The only “hard” evidence in the case is an hysterical 911 call. From the video, we realize that the woman going hysterical wasn’t a reflection of increasingly threatening things happening around her to justify her hysteria, but just her hysteria. When the 911 tape is played in court, wrapped up in routine narrative, it sounds as if the situation has gone from inchoate threat to a perp about to plunge a knife into her chest.
While Eliza’s explanation is the more common scenario, it isn’t the only one. Cops, responding to the 911 call, approach with the understanding that the woman’s life is in danger and that the black guy is violent. The First Rule of Policing thus kicks in, and they approach a violent situation with trepidation, ready to see violence in any gesture, any resistance, and act upon it.

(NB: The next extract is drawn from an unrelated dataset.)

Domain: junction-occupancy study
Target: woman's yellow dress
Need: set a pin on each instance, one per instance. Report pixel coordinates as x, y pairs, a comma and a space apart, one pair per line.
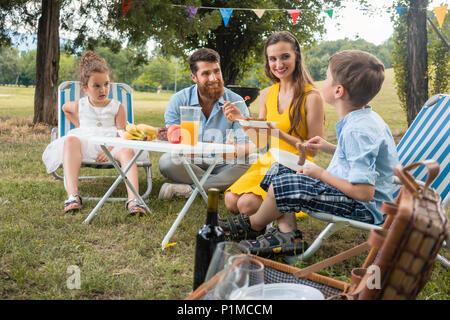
249, 181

Of course, we know this was all wrong, an irrational threat felt by a Karen, a false report to 911, and an outcome where no one was beaten or killed, although the dog could well have been the victim given her choking the critter in her panic and fear. The cops didn’t arrest her for falsely reporting because that’s not done when a woman’s “truth” fails to match objective truth as that might dissuade women from complaining when threatened, and that’s not allowed either.
We know all this because there was video. Had there not been video, the “answers” might be very different, even though the facts are the facts regardless of whether we were able to watch them or not. But for video, all the insipid ideological mantras kick in and we believe with as much fervor as if we actually saw it happen, except we didn’t and have no clue. But for video.